Extended Skip-Gram Model Wikipedia2Vec is a tool for learning embeddings of words and entities from Wikipedia. The learned embeddings map similar words and entities close to one another in a continuous vector space.

This tool learns embeddings of words and entities by iterating over entire Wikipedia pages and jointly optimizing the following three submodels:

  • Wikipedia link graph model, which learns entity embeddings by predicting neighboring entities in Wikipedia's link graph, an undirected graph whose nodes are entities and edges represent links between entities, given each entity in Wikipedia. Here, an edge is created between a pair of entities if the page of one entity has a link to that of the other entity or if both pages link to each other.

  • Word-based skip-gram model, which learns word embeddings by predicting neighboring words given each word in a text contained on a Wikipedia page.

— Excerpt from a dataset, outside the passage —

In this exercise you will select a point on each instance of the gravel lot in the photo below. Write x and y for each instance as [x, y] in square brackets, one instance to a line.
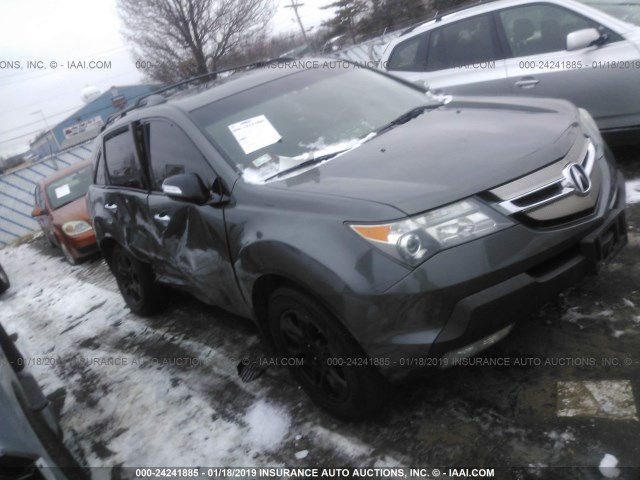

  • Anchor context model, which aims to place similar words and entities near one another in the vector space, and to create interactions between embeddings of words and those of entities. Here, we obtain referent entities and their neighboring words from links contained in a Wikipedia page, and the model learns embeddings by predicting neighboring words given each entity.

These three submodels are based on the skip-gram model, which is a neural network model with a training objective to find embeddings that are useful for predicting context items (i.e., neighboring words or entities) given a target item. For further details, please refer to this paper: Joint Learning of the Embedding of Words and Entities for Named Entity Disambiguation.

Optimized Implementation for Learning Embeddings#

Wikipedia2Vec is implemented in Python, and most of its code is converted into C++ using Cython to boost its performance. Linear algebraic operations required to learn embeddings are performed by Basic Linear Algebra Subprograms (BLAS). We store the embeddings as a float matrix in a shared memory space and update it in parallel using multiple processes.

One challenge is that many entity names do not appear as links in Wikipedia. This is because Wikipedia instructs its contributors to create a link only when the name first occurs on the page. This is problematic because Wikipedia2Vec uses links as a source to learn embeddings.

To address this, our tool provides a feature that automatically generates links. It first creates a dictionary that maps each entity name to its possible referent entities. This is done by extracting all names and their referring entities from all links contained in Wikipedia. Then, during training, our tool takes all words and phrases from the target page and converts each into a link to an entity, if the entity is referred by a link on the same page, or if there is only one referent entity associated to the name in the dictionary.